A politics of health: Medicine and marginality in northeastern Brazil
This dissertation examines struggles over the political potential and moral meanings of medicine in Pirambu, a low-income community ( favela) located on the fringes of Fortaleza, Brazil. The thesis begins by linking the desires that favela residents express for biomedicine to long standing historical processes such as rural-urban migration, and the rise of clinical medicine in Fortaleza, as well as to the more recent spread of pharmaceutical advertising in the favela. Next it traces the efforts of Fortaleza's government officials to incorporate favela residents into the city through the extension of medical development. Ironically, residents' desires for biomedicine are at odds with public health official's most recent medical development programs, which are funded by the World Health Organization and promote scientific versions of traditional medicine among the city's low-income residents. I argue that this disjuncture can be attributed at once to public health officials' misconceptions of favela residents as rural peasants who must rely on traditional customs as they adapt to urban life, and to residents' own view of biomedical commodities as offering them an opportunity to solidify kinship networks, to evaluate their social position within the community, and to expand their claims on the city of Fortaleza's resources.
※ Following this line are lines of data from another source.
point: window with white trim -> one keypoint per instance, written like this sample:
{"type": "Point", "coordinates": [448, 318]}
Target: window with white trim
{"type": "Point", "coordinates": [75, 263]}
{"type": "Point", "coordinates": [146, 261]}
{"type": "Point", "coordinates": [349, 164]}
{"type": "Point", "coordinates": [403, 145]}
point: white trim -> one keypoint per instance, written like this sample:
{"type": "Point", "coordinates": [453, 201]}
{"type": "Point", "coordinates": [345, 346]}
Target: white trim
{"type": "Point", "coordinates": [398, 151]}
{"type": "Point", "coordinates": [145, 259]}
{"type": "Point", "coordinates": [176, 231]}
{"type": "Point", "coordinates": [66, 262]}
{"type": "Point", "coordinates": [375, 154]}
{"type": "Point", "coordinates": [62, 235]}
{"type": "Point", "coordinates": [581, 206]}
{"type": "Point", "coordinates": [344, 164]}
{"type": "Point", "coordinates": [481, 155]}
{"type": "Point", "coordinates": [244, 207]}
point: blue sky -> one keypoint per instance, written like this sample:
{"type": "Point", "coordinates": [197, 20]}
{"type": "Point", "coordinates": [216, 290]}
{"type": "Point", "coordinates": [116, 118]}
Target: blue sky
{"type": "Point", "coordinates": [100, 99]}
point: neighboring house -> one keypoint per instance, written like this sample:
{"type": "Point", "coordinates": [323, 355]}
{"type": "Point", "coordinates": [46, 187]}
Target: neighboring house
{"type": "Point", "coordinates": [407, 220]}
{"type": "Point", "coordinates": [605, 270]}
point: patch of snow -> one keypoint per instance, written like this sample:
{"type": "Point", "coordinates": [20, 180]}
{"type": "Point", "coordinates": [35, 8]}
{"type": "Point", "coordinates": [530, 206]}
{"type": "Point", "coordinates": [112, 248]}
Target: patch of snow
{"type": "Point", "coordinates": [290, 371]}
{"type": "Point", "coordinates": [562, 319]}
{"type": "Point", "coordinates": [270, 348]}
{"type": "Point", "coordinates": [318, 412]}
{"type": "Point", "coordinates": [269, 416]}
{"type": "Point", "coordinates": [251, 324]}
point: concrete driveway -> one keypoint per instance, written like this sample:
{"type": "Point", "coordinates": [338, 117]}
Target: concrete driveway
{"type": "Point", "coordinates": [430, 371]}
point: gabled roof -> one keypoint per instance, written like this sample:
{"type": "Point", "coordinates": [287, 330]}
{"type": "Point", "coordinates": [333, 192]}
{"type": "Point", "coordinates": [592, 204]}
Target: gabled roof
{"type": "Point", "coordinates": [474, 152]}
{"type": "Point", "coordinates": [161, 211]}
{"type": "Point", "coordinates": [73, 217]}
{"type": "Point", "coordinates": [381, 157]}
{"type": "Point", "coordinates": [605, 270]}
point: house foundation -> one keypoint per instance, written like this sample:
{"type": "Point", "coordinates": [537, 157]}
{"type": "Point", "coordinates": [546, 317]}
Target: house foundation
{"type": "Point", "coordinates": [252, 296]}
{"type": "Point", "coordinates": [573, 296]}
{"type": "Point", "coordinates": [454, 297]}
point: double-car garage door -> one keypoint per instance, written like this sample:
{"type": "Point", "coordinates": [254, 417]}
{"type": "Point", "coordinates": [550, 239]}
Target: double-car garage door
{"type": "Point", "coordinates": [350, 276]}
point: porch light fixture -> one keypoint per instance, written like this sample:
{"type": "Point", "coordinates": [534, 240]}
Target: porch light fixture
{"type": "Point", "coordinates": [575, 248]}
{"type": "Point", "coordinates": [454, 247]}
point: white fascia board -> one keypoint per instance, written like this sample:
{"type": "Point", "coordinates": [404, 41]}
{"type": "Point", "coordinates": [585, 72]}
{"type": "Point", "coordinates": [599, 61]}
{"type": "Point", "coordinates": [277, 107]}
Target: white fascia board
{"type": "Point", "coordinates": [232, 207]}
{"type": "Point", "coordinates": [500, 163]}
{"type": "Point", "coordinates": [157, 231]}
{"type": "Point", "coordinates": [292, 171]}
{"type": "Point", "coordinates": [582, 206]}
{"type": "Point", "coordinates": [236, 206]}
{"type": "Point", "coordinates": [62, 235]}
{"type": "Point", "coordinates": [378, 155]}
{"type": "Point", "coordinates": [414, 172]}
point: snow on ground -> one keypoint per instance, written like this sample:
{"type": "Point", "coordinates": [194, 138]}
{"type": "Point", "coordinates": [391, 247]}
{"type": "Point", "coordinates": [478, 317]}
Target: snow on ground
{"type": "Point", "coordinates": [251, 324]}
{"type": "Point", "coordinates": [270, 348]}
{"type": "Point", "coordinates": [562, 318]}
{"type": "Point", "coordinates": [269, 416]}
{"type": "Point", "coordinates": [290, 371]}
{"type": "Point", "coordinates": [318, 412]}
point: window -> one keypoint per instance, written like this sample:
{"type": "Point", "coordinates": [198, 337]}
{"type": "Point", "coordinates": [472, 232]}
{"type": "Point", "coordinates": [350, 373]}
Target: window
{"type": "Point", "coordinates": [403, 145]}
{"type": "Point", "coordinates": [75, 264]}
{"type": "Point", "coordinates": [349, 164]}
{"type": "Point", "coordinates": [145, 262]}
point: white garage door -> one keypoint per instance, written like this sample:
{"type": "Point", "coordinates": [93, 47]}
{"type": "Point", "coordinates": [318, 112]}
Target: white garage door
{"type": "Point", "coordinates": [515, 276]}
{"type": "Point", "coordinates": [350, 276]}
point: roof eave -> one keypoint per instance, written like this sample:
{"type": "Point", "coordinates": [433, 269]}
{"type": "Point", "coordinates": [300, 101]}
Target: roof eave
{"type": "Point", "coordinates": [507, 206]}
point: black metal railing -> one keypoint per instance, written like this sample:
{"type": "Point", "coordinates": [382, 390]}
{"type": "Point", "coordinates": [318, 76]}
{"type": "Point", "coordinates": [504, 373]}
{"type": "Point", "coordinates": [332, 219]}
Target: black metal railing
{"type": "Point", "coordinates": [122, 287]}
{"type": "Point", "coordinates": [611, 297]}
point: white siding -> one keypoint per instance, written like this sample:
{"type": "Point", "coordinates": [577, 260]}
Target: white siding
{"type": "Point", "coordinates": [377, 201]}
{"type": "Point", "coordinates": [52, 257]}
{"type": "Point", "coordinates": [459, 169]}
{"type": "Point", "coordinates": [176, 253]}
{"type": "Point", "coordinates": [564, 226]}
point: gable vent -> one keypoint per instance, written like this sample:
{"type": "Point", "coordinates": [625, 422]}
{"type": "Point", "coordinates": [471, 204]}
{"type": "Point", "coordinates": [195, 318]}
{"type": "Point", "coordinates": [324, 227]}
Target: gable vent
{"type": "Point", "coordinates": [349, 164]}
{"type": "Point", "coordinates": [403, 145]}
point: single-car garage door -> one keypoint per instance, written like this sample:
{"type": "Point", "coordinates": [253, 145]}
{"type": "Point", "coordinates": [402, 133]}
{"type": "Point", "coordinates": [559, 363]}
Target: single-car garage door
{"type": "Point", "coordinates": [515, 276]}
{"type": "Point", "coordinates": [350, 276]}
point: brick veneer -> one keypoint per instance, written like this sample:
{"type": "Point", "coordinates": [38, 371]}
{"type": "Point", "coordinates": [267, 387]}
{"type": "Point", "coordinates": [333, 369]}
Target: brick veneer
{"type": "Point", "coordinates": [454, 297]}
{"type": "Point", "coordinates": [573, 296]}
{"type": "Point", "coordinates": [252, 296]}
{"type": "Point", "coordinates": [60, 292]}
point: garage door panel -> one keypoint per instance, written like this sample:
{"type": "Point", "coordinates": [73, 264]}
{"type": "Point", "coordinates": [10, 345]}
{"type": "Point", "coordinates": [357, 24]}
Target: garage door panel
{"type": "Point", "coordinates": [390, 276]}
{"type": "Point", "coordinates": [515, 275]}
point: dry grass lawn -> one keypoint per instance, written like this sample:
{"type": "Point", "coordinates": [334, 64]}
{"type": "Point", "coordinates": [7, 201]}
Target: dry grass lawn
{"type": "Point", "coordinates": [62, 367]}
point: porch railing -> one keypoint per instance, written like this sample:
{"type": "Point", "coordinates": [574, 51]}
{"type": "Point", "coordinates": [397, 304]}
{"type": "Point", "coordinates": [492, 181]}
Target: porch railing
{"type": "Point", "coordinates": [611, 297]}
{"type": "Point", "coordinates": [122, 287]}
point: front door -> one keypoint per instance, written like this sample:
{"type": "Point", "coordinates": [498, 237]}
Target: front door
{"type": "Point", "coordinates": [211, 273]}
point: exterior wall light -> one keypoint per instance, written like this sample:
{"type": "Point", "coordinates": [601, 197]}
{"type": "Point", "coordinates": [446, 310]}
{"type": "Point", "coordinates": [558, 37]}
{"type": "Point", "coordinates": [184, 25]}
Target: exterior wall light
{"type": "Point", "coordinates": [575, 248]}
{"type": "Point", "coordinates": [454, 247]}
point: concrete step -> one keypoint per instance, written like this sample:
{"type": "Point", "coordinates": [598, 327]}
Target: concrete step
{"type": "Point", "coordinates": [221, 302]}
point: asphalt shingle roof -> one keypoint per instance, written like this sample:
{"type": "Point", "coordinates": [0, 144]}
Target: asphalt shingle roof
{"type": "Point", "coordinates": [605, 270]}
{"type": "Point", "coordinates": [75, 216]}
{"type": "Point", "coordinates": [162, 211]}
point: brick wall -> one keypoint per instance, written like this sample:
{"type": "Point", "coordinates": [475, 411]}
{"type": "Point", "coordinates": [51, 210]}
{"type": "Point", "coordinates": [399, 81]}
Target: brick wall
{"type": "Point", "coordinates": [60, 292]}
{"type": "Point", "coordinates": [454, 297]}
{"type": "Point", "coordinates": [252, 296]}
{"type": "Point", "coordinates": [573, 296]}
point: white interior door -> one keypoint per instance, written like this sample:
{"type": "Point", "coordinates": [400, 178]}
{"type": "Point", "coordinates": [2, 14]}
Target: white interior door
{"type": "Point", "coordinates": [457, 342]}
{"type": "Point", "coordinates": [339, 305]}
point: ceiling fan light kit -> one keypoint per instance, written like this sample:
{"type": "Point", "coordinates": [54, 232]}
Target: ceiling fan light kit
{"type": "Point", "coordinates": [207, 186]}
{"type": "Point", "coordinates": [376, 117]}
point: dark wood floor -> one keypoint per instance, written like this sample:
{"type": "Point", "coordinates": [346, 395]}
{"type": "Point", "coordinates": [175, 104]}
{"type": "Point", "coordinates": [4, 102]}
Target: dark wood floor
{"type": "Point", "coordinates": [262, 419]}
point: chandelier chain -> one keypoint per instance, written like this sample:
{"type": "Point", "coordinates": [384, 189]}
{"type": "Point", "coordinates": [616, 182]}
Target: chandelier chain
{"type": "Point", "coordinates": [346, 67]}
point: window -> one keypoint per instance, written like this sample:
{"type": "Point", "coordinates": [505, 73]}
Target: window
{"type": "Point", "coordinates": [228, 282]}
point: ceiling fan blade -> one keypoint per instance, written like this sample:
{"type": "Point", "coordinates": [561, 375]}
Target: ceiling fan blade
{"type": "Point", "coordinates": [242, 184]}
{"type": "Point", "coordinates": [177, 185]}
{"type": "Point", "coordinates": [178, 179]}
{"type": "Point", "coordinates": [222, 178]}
In offering a historicized account of the plural healing practices currently available in Pirambu, as well as a detailed analysis of the process of medical decision-making (including practices such as defining illness symptoms, consulting healers and undergoing medical treatment) my aim is to extend current debates about medical pluralism and medicalization. A key assumption in much of this literature is that the acceptance of biomedicine erodes local notions of illness and healing, and invests illness episodes with a naturalizing, individualizing discourse, which renders them politically impotent. By drawing attention to the social relationships that are concretized in the production and circulation of biomedical commodities, I suggest instead that the consumption of biomedicine enables residents to respond to particular dilemmas and dislocations in their family life, as well as to the overall problem of social and political marginalization.